CITY BEAT: Break the Chains

The Commercial
Appeal
has decided that it should
concentrate on local news. But that doesn’t go far enough. It should break the
chains of its corporate masters and become locally owned.


Excepting the Christmas decorations of Peanuts characters, Memphis gets very
little out of having its only daily newspaper owned by the E.W. Scripps Company
in Cincinnati. In the big picture, Scripps newspapers are as old-fashioned as
founder Edward W. Scripps’ custom of smoking 40 cigars a day. After closing the
Birmingham Post-Herald in September and selling its assets to its rival
for $40.8 million, Scripps has 20 daily papers. The company’s most profitable
and cutting-edge media operations are its six cable networks, 10 television
stations, and online shopping subsidiary Shopzilla.

Consolidation was the trend in the
newspaper business in the 20th century. Now competition from the Internet and
declining circulations are forcing editors, publishers, and investors to
scramble. The CA announced another round of employee buyouts this month.
The Knight-Ridder newspaper chain is up for sale, as a whole or in pieces.

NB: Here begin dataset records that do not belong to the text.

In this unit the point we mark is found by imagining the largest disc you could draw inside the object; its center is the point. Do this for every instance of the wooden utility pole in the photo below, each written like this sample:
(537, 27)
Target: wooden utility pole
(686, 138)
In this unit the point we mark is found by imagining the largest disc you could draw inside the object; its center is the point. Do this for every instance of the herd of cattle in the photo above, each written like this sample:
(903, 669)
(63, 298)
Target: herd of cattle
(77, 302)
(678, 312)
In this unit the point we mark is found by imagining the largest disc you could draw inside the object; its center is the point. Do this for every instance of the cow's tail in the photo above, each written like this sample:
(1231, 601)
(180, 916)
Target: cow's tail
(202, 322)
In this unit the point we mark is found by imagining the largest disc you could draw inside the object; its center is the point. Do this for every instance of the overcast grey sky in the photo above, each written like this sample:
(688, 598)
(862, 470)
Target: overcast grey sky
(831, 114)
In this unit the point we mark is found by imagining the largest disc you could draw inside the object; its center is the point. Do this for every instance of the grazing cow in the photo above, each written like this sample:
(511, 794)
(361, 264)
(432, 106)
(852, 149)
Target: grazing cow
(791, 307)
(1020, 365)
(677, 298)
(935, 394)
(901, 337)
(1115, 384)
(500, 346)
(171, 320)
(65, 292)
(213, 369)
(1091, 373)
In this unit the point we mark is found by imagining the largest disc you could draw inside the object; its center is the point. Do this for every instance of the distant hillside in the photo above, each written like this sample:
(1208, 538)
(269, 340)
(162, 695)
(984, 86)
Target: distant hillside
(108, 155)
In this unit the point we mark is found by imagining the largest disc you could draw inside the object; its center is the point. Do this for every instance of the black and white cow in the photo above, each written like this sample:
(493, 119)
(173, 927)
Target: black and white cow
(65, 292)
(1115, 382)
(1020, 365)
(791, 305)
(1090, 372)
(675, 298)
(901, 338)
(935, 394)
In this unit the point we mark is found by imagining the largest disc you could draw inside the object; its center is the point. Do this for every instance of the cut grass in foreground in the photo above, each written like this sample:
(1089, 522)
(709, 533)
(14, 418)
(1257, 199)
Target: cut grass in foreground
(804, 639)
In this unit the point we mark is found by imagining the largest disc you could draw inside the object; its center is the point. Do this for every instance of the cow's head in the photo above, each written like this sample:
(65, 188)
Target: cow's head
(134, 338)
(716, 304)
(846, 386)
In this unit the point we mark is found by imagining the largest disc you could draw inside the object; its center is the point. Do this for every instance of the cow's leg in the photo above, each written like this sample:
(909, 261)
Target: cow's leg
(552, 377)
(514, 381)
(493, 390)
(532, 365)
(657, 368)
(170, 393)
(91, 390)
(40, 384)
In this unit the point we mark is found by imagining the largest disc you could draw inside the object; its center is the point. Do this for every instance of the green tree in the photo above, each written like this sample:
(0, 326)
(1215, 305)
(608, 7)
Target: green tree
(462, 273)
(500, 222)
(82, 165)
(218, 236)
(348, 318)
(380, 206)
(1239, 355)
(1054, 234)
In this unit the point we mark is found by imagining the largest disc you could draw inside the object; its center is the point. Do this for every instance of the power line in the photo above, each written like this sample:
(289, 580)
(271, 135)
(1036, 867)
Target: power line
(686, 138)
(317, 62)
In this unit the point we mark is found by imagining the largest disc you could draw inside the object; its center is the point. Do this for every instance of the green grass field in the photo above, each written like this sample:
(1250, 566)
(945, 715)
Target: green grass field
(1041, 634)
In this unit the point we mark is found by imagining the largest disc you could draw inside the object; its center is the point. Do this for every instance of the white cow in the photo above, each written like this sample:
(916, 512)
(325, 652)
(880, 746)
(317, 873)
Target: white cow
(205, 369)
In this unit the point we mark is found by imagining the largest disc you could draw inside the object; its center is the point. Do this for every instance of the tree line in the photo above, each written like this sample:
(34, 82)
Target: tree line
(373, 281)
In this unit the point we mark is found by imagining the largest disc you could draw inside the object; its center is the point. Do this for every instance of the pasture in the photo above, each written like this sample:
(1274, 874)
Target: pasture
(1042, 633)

Gannett is the newspaper industry giant, with 99 papers, including USA Today,
the Nashville Tennessean, the Louisville Courier-Journal, and the
Jackson (Mississippi) Clarion-Ledger. The Arkansas Democrat-Gazette,
the survivor of a circulation war with Gannett that ended in 1991, is locally
owned by WEHCO Media.

Contrary to popular belief, the
newspaper business is quite profitable. Scripps’ newspaper division earned a
profit of $167 million through the first nine months of 2005. The stock price
has tripled since 1996. General Motors and Northwest Airlines are laying off
employees and making cuts to try to regain profitability. The CA is
buying out senior employees and cutting the size of the newspaper to maintain a
profit margin that is anyone’s guess. The last reliable figure, 36 percent, came
out inadvertently in a 1991 lawsuit.


Scripps spokesman Tim Stautberg said the company does not release financials for
individual papers or comment on potential acquisitions or sales. The CA
wouldn’t be cheap, assuming Scripps would sell it.

When
I bounced the idea off of Morgan Keegan chairman Allen Morgan Jr. and business
consultant John Malmo, both of them were skeptical that anyone would pay the
price. But I wonder. Memphis and Memphians overpay for lots of things, from
former Grizzlies hoopster Bryant “Big Country” Reeves to the Cannon Center for
the Performing Arts. A daily newspaper is endlessly challenging, entertaining,
influential, and new. Memphis prides itself on being an entrepreneurial,
major-league city. A bigger and better home-owned newspaper would distinguish it
as much as an NBA team.


Scripps doesn’t seem to have its heart in Memphis. Its annual report and Web
site tout the wonders of food, home decorating, HGTV, the Food Network, Internet
shopping, and shopping on television. It’s unfair to blame CA editor
Chris Peck and his shorthanded staff for the shrinking newspaper. The corporate
decisions are made in Cincinnati. It would be better if the blame, the credit,
the profits, and the decisions about the paper’s future stayed here.

The
Tennessean, Clarion-Ledger, and Arkansas Democrat-Gazette
are in capital cities and aspire to be statewide newspapers. The CA is in
the difficult position of serving a sprinkling of readers outside Shelby County,
which has more poor people and non-readers than any county in Tennessee.

So
local ownership is a long shot. It’s expensive. It’s a tough business. But where
is it written that newspapers must have a 20 to 30 percent margin? The
Northeast Mississippi Daily Journal
(Tupelo) is owned by a nonprofit. The
Wall Street Journal
puts out a daily primer in great newspapering,
independent of the editorial page. Temper that with Elmore Leonard’s advice to
aspiring writers — “leave out the parts readers skip” — and you have a good
start. In 1948, journalist H.L. Mencken was asked about the new media: “The way
for newspapers to meet the competition of radio and
television,” he said,
“is simply to get out better newspapers.”